Tag Archives: Step-by-Step

Custom Hobby Desk Project Part II

Well I decided to skip the trim for the second phase and move onto building the table itself. I’ve opted to go with a wall mounted design using steel pipe.

 

This project will come across a little dis-jointed. I had to completely build ½ of the desk to make sure my design was functional. The short side was built first and then replicated on the long side. Bear with me.

 

I wanted the desk to have some semi-aesthetic elements that would help it to blend into our basements redesign. The oak strips and trim have been finished in Dutch Oil to bring out the grain. The wood would also look smexy as hell with the black steel pipe.

 

The first thing I did was mount the oak strip to the wall. I used a wall stud to prop the board off the ground. The 3.5” height of the wall stud is perfect as it will allow me to install the baseboard trim later. After some wall stud hunting & pilot hole drilling, I mounted the oak board onto the wall.

Mounting Short Side Mounting Short Side Mounting Short Side
Mounting Short Side

 

The next part was a real pain. I used threaded steel pipe and fixtures to build the support elements. The design uses a 45° support leg made from ½” pipe cut to 30” with a flange/nipple/elbow combo on both ends. One flange will be mounted onto the wall via the oak strip, and the other drilled into the table frame.

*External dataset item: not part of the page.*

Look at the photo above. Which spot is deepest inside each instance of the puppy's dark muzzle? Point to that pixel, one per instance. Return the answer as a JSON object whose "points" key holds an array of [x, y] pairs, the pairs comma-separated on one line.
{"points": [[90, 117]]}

The table will have three support legs on the long side and two on the short. The pain comes from trying to get all the legs level. As these must be screwed onto each other it’s a total crap-shoot trying to screw each part together the exact same way. I had to eyeball it and I hate doing that…

 

This is a rather imperfect method as it’s nearly impossible to get all the support pipes to be perfectly in line with each other. In retrospect, I should have used Kee Klamps and straight pipe for this purpose. It would have been really precise and easier to be sure. But what ya gonna do?

 

After affixing the support legs to the frame, I checked it against the wall. Problem. The combination of the oak board and the mounting flange combo made the top unlevel. To get it level I had to mount some 1.5” square boards to the back of my frames. This worked in my favor as not only did this make the desk level, it also gave me space for power cords. These new additions to my frame design also provided a perfect area to mount the frame to the wall.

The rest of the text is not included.